Początkowo nie było obowiązku grania w ochraniaczach (nigdy nie lubiłem w nich grać, dlatego dziś moje nogi, a zwłaszcza golenie przypominają tarę do prania – kto dziś jeszcze pamięta, co to było!?). Zapobiegliwi, szczególnie mający jakieś kontakty na Zachodzie zaopatrywali się i grali w ochraniaczach z tworzywa sztucznego. Dla reszty pozostawał wyrób krajowy, czyli materiał z wszytymi w specjalne kieszonki płaskimi deseczkami (dlatego popularne było pytanie: „czy grasz dziś w dechach?”). Ciężkie to było i niewygodne, nie bardzo chciało mieścić się w getrach, dlatego z bólem przyjąłem obowiązek grania w ochraniaczach. Na szczęście nie był to zbyt długi okres, bo coraz częściej zaczęły się pojawiać mniej lub bardziej udane wyroby z tworzywa sztucznego.
Najważniejsze jednak dla zawodnika są buty! Ponieważ był to towar drogi i deficytowy na treningi ubierało się korkotrampki (taka nazwa!). Ze względu na nawierzchnię naszych boisk treningowych (najpierw żwir czerwony, a potem czarny) wytrzymywały co najwyżej parę miesięcy. A oprócz tego nijak się miały do butów, w których grywało się mecze (choć zdarzały się spotkania, w których ze względu na pogodę i stan nawierzchni „placu boju” były najlepszym wyjściem z sytuacji). Ewolucja obuwia meczowego na szczęście przebiegała dość szybko. Popularne „Fabosy” służyły nam dość długo. Ciężkie, niewygodne, ale i tak o niebo lepsze od poprzedników, których nazwy nie pomnę. Miały już wkręcane kołki z tworzywa sztucznego (do ich poprzedników trzeba było wycinać ze skóry kółka o różnej średnicy, łączyć je ze sobą i przybijać do podeszwy!). Gdy dopuszczono do gry w metalowych kołkach, pamiętam niektórych kolegów z pilnikiem w ręku pieczołowicie ostrzących końcówki aluminiowych kołków. Teoretycznie pomagało to w utrzymaniu równowagi na śliskiej nawierzchni, ale jednocześnie było ogromnie niebezpieczne w kontakcie z przeciwnikiem. Widziałem niejedną rozoraną nogę po kontakcie z takim butem!
„Fabosy” były niezłe do momentu kontaktu z wodą. Potem, po wyschnięciu, bez względu na właściwości pasty do butów, oleju czy smaru (próbowaliśmy wszystkiego) były już tylko twardym „obcym ciałem” na naszych stopach. Jakimś wyjściem z sytuacji było zaopatrzenie się w tzw. „kolarki”. Mięciutkie, lekkie, idealnie leżały na nodze. Za to mocne uderzenie piłki w nich, a nie daj Boże kontakt z kołkami (też ostrzonymi) przeciwnika powodowało dotkliwy ból. Dlatego pojawienie się w Klubie (dzięki kontaktom naszych działaczy) prawdziwych „Adidasów” przyjęliśmy z ogromną radością. Buty idealnie dopasowane, miękka skórka z oryginalnymi paskami – palce lizać! Niestety, miały jedną podstawową wadę – było ich za mało! Przydzielono je nam wg uznania trenera i Zarządu. Pozostała jedna para o numerze 40, do której zgłosiło się kilku chętnych…
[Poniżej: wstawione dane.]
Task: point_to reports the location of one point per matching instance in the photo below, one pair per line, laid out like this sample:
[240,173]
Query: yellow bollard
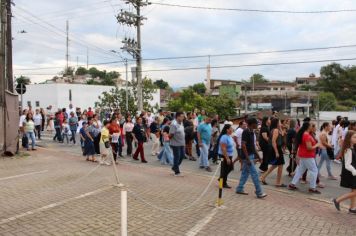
[219,202]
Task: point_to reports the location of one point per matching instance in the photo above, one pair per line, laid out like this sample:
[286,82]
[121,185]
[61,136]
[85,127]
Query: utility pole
[9,72]
[130,45]
[3,83]
[127,84]
[245,99]
[87,58]
[67,45]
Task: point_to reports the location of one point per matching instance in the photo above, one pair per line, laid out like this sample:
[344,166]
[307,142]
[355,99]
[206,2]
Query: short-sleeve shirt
[262,141]
[205,133]
[226,139]
[139,132]
[73,121]
[104,135]
[248,138]
[238,135]
[177,130]
[303,152]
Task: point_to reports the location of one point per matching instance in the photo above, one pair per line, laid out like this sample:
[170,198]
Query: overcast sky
[172,31]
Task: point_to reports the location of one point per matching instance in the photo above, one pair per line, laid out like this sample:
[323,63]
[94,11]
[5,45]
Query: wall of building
[57,95]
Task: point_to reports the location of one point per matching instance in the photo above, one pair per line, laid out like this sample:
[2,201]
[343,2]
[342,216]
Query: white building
[58,95]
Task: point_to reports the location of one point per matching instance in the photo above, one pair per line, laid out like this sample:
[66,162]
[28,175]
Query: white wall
[57,95]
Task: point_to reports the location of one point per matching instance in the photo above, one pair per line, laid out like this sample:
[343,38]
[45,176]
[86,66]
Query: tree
[199,88]
[23,80]
[161,84]
[257,78]
[116,98]
[327,101]
[81,71]
[68,71]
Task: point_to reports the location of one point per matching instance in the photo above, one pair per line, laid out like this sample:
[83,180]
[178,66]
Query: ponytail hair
[299,137]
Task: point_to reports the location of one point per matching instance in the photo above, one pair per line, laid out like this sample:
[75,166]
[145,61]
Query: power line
[234,66]
[255,10]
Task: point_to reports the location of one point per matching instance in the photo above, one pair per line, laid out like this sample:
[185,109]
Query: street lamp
[126,67]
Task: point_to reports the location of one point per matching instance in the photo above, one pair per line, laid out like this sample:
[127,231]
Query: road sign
[21,88]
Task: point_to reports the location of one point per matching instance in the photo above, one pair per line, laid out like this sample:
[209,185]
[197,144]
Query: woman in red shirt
[306,145]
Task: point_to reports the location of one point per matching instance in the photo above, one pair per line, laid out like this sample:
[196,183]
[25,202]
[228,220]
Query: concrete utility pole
[9,73]
[67,46]
[130,45]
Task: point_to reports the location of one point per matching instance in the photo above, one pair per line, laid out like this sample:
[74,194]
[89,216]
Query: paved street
[55,192]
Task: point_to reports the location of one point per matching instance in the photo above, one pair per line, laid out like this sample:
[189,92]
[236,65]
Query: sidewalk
[49,203]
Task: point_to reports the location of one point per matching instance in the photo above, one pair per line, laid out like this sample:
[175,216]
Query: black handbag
[330,152]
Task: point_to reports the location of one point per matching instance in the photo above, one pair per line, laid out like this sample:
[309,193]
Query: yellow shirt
[104,135]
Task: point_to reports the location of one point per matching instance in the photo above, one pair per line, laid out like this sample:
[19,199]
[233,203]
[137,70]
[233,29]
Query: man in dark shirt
[139,135]
[249,153]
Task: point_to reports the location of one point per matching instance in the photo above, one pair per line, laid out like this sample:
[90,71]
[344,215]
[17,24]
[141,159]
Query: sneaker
[333,177]
[263,195]
[314,190]
[292,187]
[352,211]
[336,204]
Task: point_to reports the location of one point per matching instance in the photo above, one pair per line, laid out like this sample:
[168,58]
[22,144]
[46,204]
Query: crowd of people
[173,137]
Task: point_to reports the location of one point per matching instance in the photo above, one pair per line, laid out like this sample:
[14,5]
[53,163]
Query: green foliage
[339,80]
[68,71]
[23,80]
[199,88]
[327,101]
[189,100]
[81,71]
[161,84]
[116,98]
[258,78]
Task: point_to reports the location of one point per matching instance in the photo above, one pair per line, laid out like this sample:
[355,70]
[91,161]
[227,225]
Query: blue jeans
[204,155]
[306,164]
[325,157]
[166,156]
[31,135]
[178,155]
[246,171]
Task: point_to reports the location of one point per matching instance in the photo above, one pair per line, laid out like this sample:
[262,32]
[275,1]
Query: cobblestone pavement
[54,192]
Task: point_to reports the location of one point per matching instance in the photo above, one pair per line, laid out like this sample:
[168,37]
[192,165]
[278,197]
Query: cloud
[171,31]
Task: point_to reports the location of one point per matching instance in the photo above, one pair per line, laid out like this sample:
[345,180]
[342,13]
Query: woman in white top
[127,131]
[348,173]
[29,127]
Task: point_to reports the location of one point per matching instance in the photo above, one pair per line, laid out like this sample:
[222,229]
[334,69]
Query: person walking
[264,137]
[249,156]
[114,131]
[348,173]
[226,151]
[189,136]
[155,136]
[177,142]
[38,123]
[325,149]
[166,156]
[204,138]
[127,131]
[105,151]
[306,146]
[277,155]
[73,126]
[139,135]
[29,127]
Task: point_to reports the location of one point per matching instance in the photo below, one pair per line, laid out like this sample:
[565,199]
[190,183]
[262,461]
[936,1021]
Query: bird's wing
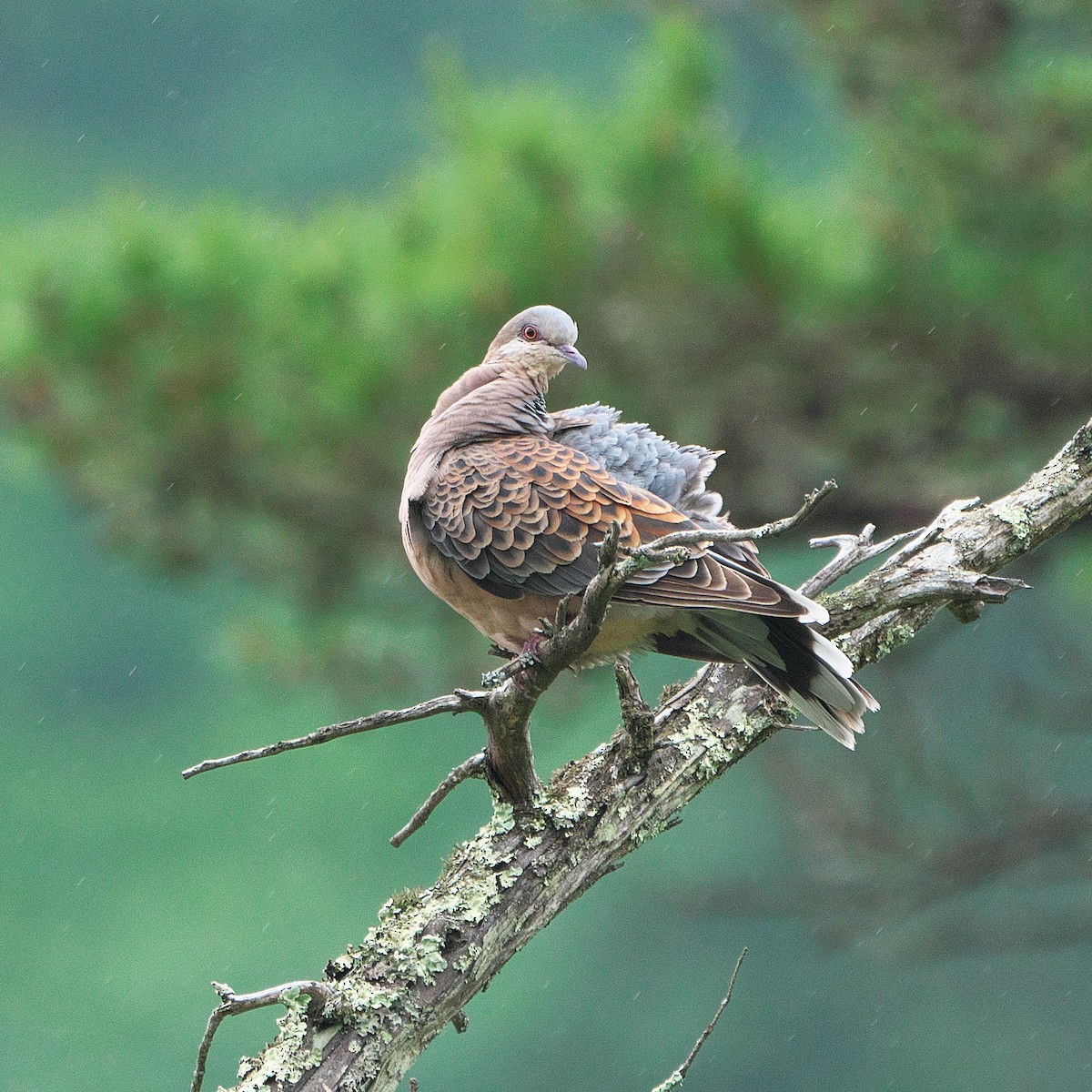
[639,456]
[525,513]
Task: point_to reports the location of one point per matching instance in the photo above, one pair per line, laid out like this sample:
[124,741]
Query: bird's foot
[519,663]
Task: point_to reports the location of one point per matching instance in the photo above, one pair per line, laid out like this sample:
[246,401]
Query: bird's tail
[801,664]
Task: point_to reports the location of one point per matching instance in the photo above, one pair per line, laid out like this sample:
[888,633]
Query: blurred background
[244,246]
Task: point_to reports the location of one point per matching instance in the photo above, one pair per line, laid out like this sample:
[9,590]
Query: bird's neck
[487,402]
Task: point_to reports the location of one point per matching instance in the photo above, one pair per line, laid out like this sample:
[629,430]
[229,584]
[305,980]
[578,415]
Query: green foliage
[230,382]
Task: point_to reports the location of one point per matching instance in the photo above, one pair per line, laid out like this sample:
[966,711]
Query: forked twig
[474,767]
[232,1004]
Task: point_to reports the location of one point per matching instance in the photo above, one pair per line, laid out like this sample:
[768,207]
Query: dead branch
[436,949]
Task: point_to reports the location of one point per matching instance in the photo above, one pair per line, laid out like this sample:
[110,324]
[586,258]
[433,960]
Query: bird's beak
[573,355]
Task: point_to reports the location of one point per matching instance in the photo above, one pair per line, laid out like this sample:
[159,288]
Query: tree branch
[435,949]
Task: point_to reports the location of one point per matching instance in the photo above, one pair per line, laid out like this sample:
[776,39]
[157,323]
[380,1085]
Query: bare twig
[680,1076]
[233,1004]
[474,767]
[511,759]
[852,551]
[461,702]
[636,715]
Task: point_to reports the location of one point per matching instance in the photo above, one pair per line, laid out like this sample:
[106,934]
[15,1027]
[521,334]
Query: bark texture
[435,949]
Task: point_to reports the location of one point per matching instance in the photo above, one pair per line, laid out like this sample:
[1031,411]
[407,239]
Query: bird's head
[541,341]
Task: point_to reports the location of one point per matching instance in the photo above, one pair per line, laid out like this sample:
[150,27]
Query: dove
[505,506]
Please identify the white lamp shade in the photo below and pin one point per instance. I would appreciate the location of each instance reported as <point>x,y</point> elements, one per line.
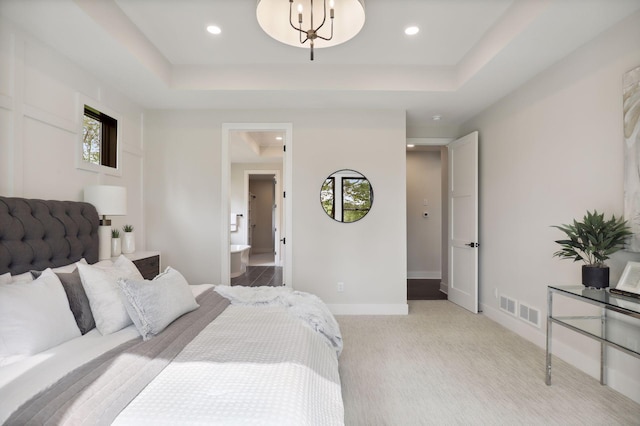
<point>108,200</point>
<point>273,17</point>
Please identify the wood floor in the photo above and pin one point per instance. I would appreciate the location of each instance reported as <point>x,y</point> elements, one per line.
<point>257,276</point>
<point>421,289</point>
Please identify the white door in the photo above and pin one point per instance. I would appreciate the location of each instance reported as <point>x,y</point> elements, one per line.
<point>463,222</point>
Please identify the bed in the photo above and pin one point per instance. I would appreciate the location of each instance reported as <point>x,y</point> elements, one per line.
<point>184,354</point>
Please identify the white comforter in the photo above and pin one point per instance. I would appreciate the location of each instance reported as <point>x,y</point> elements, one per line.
<point>305,306</point>
<point>252,365</point>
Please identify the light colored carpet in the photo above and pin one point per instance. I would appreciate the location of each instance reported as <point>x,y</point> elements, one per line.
<point>442,365</point>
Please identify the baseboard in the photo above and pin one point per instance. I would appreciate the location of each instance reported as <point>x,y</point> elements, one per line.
<point>424,275</point>
<point>369,309</point>
<point>586,362</point>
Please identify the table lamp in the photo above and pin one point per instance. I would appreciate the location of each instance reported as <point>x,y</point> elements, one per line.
<point>108,201</point>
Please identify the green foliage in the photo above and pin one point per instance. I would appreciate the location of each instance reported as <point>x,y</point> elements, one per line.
<point>326,196</point>
<point>594,239</point>
<point>91,134</point>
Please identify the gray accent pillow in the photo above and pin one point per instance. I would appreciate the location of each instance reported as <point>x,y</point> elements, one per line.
<point>78,301</point>
<point>153,305</point>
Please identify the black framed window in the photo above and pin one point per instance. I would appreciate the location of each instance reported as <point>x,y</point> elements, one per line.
<point>100,138</point>
<point>327,196</point>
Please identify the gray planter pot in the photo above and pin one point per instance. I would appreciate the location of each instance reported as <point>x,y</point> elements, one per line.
<point>594,276</point>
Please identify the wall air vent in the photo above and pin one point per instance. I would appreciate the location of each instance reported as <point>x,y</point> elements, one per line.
<point>529,314</point>
<point>508,305</point>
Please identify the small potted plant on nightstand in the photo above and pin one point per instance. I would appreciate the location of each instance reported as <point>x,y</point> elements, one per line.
<point>116,247</point>
<point>129,242</point>
<point>593,240</point>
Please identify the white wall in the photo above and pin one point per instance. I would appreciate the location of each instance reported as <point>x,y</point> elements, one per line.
<point>40,114</point>
<point>182,187</point>
<point>237,196</point>
<point>424,235</point>
<point>548,152</point>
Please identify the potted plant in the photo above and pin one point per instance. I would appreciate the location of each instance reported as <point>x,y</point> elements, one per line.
<point>116,248</point>
<point>129,242</point>
<point>593,240</point>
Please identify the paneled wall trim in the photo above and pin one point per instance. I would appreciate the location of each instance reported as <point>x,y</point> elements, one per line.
<point>42,96</point>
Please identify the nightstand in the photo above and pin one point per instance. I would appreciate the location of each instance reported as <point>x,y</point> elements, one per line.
<point>147,262</point>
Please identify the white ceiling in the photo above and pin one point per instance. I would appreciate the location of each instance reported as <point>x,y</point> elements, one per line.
<point>256,146</point>
<point>467,55</point>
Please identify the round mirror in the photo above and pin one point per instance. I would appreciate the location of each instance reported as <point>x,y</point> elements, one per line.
<point>346,196</point>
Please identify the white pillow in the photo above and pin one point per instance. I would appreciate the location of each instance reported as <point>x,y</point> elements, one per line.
<point>25,277</point>
<point>34,316</point>
<point>153,305</point>
<point>101,285</point>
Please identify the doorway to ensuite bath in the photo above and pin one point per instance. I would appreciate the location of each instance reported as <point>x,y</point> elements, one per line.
<point>262,230</point>
<point>256,214</point>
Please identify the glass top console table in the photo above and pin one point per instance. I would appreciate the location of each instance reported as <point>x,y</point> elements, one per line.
<point>617,324</point>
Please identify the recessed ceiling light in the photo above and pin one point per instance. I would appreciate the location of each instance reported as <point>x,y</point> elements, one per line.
<point>214,29</point>
<point>413,30</point>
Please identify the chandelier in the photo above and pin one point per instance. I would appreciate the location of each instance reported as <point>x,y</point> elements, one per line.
<point>312,24</point>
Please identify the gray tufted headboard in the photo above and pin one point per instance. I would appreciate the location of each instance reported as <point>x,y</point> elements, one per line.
<point>37,234</point>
Pojawienie się w Klubie „Adidasów” przyjęliśmy z ogromną radością. Niestety, miały jedną wadę – było ich za mało! Przydzielono je wg uznania. Pozostała 1 para o numerze 40, do której zgłosiło się kilku chętnych.
Wybrano jednego z naszych kolegów, który miał kilka wyróżniających go cech. Ale nie to jest istotne. Zapamiętam do końca życia mecz (nie wiem już z kim, ani gdzie), po którym ten kolega zdjął te wymarzone buty, skarpety i zobaczyłem jego zakrwawione palce u stóp. Okazało się, że normalnie nosi obuwie o rozmiarze 42, ale tak bardzo pragnął mieć te buty, że na przymiarce i potem w meczu podwijał palce stóp. Nie potrafię sobie wyobrazić w jaki sposób zniósł potworny ból (też zdarzało mi się, jak każdemu, miewać czasem przyciasne buty) i dotrwał do końca spotkania. Ja na szczęście trafiłem na swój rozmiar i pamiętam, że nigdy przedtem, ani nigdy później (choć o sprzęt zawsze dbałem bardzo starannie) tak bardzo nie pielęgnowałem butów jak tych! Zresztą odwdzięczyły mi się sowicie. Grałem w nich ładnych parę lat, udało mi się też zdobyć trochę bramek.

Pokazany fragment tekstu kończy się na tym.